This 1916 photograph of a Carmel landmark appears on a timeline of historic photographs on the admirable website of the local visitor center.
The epilogue below appears in the new reprint of The Quest of the Spirit.
The Brotherhood of Light was headquartered in Los Angeles throughout its fourteen years of public work, led by Elbert and Elizabeth Benjamine and Fred Skinner. Writing of the 21 volume Brotherhood of Light lessons and private meetings commenced in 1914, with public work beginning on November 11, 1918, the Armistice Day that ended the first world war.
Its successor organization The Church of Light was formed the week of Franklin D. Roosevelt’s election to the presidency in November 1932. The Brotherhood of Light lessons were complete by 1934, although revisions continued until Elbert’s death in 1951. Its predecessor organization the Hermetic Brotherhood of Luxor had splintered in America due to divisions among the leaders, but continued in France, Algeria, and Israel as Max Theon’s Cosmic Philosophy for decades.
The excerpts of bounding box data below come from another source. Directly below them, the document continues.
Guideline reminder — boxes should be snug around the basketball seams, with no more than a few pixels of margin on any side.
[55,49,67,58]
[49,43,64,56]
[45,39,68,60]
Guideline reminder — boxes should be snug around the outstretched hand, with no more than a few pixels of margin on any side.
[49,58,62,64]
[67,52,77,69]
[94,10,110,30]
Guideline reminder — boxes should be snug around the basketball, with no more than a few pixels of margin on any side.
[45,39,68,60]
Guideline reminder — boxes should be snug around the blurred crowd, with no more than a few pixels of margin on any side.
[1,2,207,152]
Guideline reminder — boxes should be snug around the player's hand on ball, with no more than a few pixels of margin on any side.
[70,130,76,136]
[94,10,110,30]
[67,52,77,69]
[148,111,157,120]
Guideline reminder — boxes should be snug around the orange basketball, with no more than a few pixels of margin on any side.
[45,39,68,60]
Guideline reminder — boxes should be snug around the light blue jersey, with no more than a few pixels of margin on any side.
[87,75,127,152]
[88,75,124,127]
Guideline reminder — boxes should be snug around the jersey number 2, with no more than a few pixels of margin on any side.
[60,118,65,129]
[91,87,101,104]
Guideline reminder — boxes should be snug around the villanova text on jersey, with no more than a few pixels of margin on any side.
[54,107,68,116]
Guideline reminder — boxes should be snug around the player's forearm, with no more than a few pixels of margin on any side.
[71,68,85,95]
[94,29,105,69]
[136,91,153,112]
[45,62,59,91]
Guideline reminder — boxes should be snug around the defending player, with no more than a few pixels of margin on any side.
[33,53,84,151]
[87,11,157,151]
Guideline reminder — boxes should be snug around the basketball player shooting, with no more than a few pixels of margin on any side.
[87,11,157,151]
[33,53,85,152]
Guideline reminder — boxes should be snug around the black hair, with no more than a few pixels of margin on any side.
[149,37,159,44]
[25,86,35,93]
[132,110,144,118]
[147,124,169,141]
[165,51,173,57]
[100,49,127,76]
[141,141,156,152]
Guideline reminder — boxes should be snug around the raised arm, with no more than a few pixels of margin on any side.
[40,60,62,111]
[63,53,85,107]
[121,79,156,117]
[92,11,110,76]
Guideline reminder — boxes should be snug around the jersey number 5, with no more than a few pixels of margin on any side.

Genevieve Stebbins returned to her native California in 1917 after more than thirty years in the eastern United States and England.
She returned with a second husband, Norman Astley, whom she had married in 1892 in Boston and who became the manager of her New York School of Expression and collaborator in its programs until they retired to England in 1907. Her first husband, Joseph Thompson, was the brother of her business partner Mary Thompson. The marital and business partnerships dissolved by 1892; Norman Astley filled both vacancies admirably, managing her investments and artistic endeavors with equal skill.
Their choice of Carmel-by-the-Sea as a place to retire after a life of international travel raises questions related to Astley’s former life as Thomas H. Burgoyne, who had collaborated there as a co-author with Sarah Stanley Grimké. His later life, in which he spent forty years as husband of Genevieve Stebbins included the lifespan of the Brotherhood of Light, whose lessons reflect his writings as well as hers and those of Grimké.
Elbert Benjamine’s writings reflect not only the influence of his mentors the Astleys, but also literary figures in the Monterey Bay milieu, including permanent residents Lincoln Steffens and Robinson Jeffers as well as Jack London and Upton Sinclair who visited the area and wrote about it.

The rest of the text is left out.